Ahmet Taşgetiren
Bardakoğlu’nun mülakatı - Bilim insanları konuşmalı
Karar tv’de, Perşembe günleri Yusuf Ziya Cömert’le birlikte “Yüzleşme” isimli bir program yapıyoruz.
“Yüzleşme”yi, Diyanet İşleri eski başkanı Prof. Dr. Ali Bardakoğlu’nun “İslam Işığında Müslümanlığımızla Yüzleşme” isimli kitabından aldık, ilk konuğumuz da Ali Bardakoğlu Hoca idi. Hoca ile aralıklı olarak birkaç program yaptık ama “Yüzleşme”nin hedefi, sadece dini alanda ve “Müslümanlığımızla yüzleşme”den ibaret değildi. Evet o alandaki yüzleşme de son derece hayati idi, hele “Muhafazakâr siyaset”in İslâm’la özdeşleştirildiği, daha problemlisi yapılan yanlışların İslâm’a mal edildiği, kimi hocalarımızın yapılanlara fetva verdiğinin bilindiği bir zamanda, “İslâm gerçekte ne diyor ve biz neredeyiz?” gibi bir soru büyük önem kazanıyordu, ama ülkemizde, İslam dünyasında, tarih içinde ve kendimizde de “Yüzleşilecek” sayısız konu vardı.
Bardakoğlu Hoca, bu defa bir başka konuşması ile gündeme geldi. Açık Deniz isimli dergiye bir mülakat verdi. Dergiyi çıkaran kadrodan Ümit Şimşek bey’le konuştum. Daha doğrusu aradı. Mülakatın Kasım ayında yapıldığını, (yani güncel siyasetin dışında olduğunu) ancak derginin maliyet sorunları sebebiyle ancak digital ortamda yayınını sürdürdüğünü, dolayısıyla mülakat yayınının bu günlere sarktığını belirtti.
Mülakatı önce Karar gazetesi (16 nisan) tam metin olarak sayfalarına taşıdı. Oradan Ertuğrul Özkök, “İstakoz tartışması ve Ak Parti’nin seçim kaybı” bağlamında ve “Birinci İstakoz muharebesi” başlığı ile ve 12 madde halinde sunarak yazılaştırdı.
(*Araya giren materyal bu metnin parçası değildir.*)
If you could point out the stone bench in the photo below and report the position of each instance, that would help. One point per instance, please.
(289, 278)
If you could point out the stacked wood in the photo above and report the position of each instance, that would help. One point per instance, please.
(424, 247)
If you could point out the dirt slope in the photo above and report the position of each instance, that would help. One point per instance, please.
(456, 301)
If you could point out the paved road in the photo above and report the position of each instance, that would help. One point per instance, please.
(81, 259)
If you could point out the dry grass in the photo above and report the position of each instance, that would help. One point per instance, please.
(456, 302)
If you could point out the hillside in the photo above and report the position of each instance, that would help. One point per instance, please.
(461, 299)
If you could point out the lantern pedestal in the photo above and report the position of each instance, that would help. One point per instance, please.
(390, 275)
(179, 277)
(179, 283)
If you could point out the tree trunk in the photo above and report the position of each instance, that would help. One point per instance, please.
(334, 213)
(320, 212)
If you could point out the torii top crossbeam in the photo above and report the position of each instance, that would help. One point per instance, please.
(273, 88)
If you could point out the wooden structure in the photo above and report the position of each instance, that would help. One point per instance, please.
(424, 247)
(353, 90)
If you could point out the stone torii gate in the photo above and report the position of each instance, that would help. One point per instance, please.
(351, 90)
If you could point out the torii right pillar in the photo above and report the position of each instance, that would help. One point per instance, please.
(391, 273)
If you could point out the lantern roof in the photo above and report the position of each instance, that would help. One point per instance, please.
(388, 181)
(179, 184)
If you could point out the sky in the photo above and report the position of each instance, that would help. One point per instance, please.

Buraya kadar yazdıklarım, Barkadoğlu’nun mülakatının 31 Mart günceli ile alakasının bulunmadığı anlaşılmış olmalıdır.
Ama mülakatta baştan sona “Devlet, Hilafet, sistem” konuları tahlil edildiği için ve İslâm tarihinin başından beri “İslam bağlantılı” devlet, sistem, medeniyet gibi yapıların analizi yapıldığı için, söylenenlerin bugünleri ilgilendirmemesi de imkan dahilinde değil.
Bir ara “Kimi zaman Kur’an’dan bir ayeti paylaşıyorsunuz, muhalefet etmiş oluyorsunuz…” diye yazmıştım. Bardakoğlu Hoca’nın İslâm dünyasında başından beri yaşananların Kur’an’la ya da Hazreti Peygamber’in sahih sünnetiyle irtibatını ya da irtibatsızlığını ortaya koymasının da “güncel” şartlarla bağının kurulması tabiidir.
Ertuğrul Özkök onu yapıyor. Doğrusu ben, büyük – küçük sorumluluk sahibi herkesin, o mülakatı, “kendisine bakmak” için yani kendisi ile “Yüzleşmek” için altını çizerek okumasını isterim.
Ertuğrul Özkök, Bardakoğlu’nun mülakatından kendi okuyucularına, 12 maddelik bir ilkeler setini taşımakla, 22 yıldır “Muhafazakâr bir iktidar” döneminde yapılıp edilenlerle aradaki mesafeyi göstermiş olmaktadır. “İslâm bu iktidar döneminde yapılıp edilen ve din tarafından da onaylandığı sanılanlardan ibaret değil” mesajı en azından… Bu iktidar döneminde doğup, artık gençlik çağını yaşayanlara ve din konusunda kafası karışanlara…
Ertuğrul Özkök, “Teşhis 7-8” kapsamında şu iki paragrafı almış yazısına mesela:
“Müslüman toplumlar, en adil şekilde kamu yönetiminin nasıl gerçekleşeceğini, bunun için ne gibi kurallar ve kurumların olması gerektiğini kendileri bulacak ve bu gerekleri tek tek hayata geçirecekler. Kendi toplumlarında haksızlıklar nasıl önlenebilir ve kötü yönetim nasıl düzeltilebilir? Şeffaflık, hesap verebilirlik nasıl sağlanır? İnsanın insanı ezmesi, köleleştirmesi nasıl önlenir? Müslüman toplumlar oturacaklar, bütün bunların çarelerini bulacaklar. Bunun tedbirlerini alacak, kurumlarını kuracak, kurallarını geliştirecekler. Başka yolu yok.”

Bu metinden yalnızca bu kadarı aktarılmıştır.